Use your reflective listening skills

  • This helps people articulate themselves more effectively.

  • This also lets you rephrase things in more diplomatic language when necessary to diffuse potential conflict.

Use a whiteboard

  • This helps keeps people focused on the issue at hand and ensure that we are all “singing from the same hymn sheet”.

  • This also helps us poor souls who are ‘visual people’ to stay with it.

  • In discussions where the potential for disagreement and passion is high, a horseshoe of chairs focused on a whiteboard also seems to depersonalise some of the discussion, helping to tame conflict.

Think theologically

  • Some people seem to check their theology at the door when they enter a church committee meeting. As leaders we need to take responsibility for ensuring that pragmatics do not squeeze out dogmatics (Rom 12:2).

Know what to deal with in the meeting and what to keep for later

  • For any particular issue, decide which aspects can be effectively dealt with in this meeting and which are best dealt with by specific individuals or a sub-set of the meeting group later.

  • Does the discussion involve all participants, or is it only relevant to a few of them? Don’t use group time for something only a few people are involved in.

  • Do the people at the meeting have the data they need to actually make a decision on this issue? If not, it’s for later.

Keep people focused on the issue

  • Use ‘acknowledge/but’ approaches. This lets people feel heard, but keeps the whole group focused on key issues.

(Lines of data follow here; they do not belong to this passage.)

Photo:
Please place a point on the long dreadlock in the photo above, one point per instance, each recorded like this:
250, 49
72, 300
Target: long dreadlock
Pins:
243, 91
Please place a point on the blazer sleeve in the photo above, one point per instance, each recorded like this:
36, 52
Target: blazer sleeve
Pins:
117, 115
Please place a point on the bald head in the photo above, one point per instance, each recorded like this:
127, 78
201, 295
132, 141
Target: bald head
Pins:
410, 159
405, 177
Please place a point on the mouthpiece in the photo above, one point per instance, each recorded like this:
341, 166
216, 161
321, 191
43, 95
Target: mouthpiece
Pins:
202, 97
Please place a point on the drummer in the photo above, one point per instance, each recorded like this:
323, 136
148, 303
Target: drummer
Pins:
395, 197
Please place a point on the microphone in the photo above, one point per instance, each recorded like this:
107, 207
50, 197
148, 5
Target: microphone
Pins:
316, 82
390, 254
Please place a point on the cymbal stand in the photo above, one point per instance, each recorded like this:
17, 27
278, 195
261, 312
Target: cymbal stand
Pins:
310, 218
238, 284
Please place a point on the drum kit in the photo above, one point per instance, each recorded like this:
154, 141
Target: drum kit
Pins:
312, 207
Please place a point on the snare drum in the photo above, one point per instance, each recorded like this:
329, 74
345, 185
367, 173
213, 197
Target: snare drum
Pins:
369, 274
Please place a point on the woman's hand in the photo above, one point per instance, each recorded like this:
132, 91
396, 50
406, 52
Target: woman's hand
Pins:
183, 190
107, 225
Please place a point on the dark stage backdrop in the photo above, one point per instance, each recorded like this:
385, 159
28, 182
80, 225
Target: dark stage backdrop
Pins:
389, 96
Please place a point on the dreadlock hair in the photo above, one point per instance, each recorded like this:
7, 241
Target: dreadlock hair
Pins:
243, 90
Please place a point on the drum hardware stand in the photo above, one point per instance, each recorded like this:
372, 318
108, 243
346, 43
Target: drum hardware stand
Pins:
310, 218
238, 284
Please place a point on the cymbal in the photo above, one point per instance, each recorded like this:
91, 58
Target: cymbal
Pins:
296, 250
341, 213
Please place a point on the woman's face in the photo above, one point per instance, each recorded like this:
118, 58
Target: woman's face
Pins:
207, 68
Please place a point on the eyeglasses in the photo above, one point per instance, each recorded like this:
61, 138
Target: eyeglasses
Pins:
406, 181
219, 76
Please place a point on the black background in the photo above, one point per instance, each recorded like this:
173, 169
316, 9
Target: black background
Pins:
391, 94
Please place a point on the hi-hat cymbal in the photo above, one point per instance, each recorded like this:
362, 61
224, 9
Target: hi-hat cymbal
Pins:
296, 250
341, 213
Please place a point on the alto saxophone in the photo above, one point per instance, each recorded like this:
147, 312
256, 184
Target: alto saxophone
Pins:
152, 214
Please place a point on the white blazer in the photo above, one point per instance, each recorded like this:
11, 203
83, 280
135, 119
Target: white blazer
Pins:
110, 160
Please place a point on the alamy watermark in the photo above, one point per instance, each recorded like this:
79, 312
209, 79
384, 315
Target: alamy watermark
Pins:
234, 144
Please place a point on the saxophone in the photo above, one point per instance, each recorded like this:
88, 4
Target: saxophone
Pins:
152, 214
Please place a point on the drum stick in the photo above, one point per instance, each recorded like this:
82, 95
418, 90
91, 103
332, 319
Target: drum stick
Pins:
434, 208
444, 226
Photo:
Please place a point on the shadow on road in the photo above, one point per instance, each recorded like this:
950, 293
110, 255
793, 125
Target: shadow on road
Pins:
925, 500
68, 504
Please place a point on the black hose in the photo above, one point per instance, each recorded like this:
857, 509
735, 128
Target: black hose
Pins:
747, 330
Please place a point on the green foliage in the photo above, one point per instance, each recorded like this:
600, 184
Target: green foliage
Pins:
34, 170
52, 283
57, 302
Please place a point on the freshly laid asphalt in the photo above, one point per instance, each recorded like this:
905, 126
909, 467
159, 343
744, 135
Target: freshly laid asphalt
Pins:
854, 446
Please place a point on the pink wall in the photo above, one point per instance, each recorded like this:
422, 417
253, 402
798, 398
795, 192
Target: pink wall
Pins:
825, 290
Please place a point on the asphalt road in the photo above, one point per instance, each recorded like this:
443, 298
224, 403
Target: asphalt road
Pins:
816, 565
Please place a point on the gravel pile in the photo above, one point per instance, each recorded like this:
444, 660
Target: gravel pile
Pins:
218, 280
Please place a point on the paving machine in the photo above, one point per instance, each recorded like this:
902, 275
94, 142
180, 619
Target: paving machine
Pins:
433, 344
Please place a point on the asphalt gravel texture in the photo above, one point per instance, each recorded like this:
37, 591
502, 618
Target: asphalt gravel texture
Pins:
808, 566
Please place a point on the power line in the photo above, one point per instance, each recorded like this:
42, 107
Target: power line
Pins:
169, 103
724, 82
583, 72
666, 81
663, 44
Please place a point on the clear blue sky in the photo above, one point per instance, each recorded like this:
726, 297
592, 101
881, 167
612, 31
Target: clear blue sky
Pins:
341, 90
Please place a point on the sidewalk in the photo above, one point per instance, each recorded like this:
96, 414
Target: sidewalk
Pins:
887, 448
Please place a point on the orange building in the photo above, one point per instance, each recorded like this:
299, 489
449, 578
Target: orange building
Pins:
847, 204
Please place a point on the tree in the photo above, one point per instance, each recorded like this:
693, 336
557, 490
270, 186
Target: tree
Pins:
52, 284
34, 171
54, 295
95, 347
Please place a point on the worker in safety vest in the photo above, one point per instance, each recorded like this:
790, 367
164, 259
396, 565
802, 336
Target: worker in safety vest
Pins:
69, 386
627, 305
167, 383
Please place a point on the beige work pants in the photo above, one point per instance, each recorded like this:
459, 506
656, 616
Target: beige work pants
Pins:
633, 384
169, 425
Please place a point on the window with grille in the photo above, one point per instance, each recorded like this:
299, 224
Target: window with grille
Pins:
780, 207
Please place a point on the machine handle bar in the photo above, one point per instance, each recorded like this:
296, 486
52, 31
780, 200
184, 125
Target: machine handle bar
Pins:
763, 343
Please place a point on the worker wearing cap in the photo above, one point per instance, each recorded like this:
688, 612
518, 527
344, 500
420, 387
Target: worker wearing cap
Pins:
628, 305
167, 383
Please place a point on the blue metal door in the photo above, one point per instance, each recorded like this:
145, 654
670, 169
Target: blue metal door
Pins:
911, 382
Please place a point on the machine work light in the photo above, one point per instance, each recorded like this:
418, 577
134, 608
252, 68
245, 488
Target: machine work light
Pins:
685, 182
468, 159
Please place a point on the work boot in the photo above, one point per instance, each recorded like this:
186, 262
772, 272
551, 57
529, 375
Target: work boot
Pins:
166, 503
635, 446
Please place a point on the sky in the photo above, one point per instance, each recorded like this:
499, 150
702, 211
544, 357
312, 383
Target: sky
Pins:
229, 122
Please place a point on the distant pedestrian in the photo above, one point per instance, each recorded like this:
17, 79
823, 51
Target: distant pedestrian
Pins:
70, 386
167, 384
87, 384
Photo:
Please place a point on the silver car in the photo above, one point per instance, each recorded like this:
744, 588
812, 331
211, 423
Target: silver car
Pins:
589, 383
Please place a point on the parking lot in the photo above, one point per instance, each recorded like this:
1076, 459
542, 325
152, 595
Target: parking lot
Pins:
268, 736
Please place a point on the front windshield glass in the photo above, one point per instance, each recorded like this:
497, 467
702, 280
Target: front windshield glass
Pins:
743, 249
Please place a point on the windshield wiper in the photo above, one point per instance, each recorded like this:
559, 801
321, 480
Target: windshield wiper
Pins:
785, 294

  • Tell people when they are off-track, and pull them back to what the (properly phrased) agenda says they should be discussing.

  • Ask “Ok, so with that in mind, what do you think is the answer to the question [insert closed question here]” to help get people back from a tangent.

Use your negative people

  • There is a temptation to ‘squash’ negative people because the meeting is over quicker without their endless objections. But quick does not always equal effective. Sometimes your negative people force you to think about things that you would not have thought about otherwise.

Use the right facilitation technique for the meeting objectives

  • For example, you use different approaches for idea generation (maybe a brainstorming activity), evaluation (a pro/con activity, a SWOT analysis, or a devil’s advocate technique) and prioritisation (maybe a forced ranking or simply consult and decide).

  • Sometimes you have different objectives in the one meeting, so you will need to use different techniques.

  • It’s best to have thought through the appropriate approach for each agenda item in advance.

  • Sometimes it is important to facilitate for ‘creative conflict’.

Make use of silence

  • Get used to ‘uncomfortably long’ silences and let someone else fill them. For some people the fear of silence is greater than the fear of being wrong, and they will kick-start the discussion.

To be an effective participant in someone else’s meeting

There are plenty of things you can do to improve the way a meeting runs without being in control of it. Be an encouraging brother or sister in Christ and set the standard for helpful contributions.

  • Be on time.
  • Read the agenda in advance.
  • Resist red herrings (even the enticing ones).
  • Focus on ideas, not people.
  • Ask dumb questions.
  • Be ready to be wrong
  • Use ‘conflict diffusing’ language.
  • Apply your theology to your decision-making.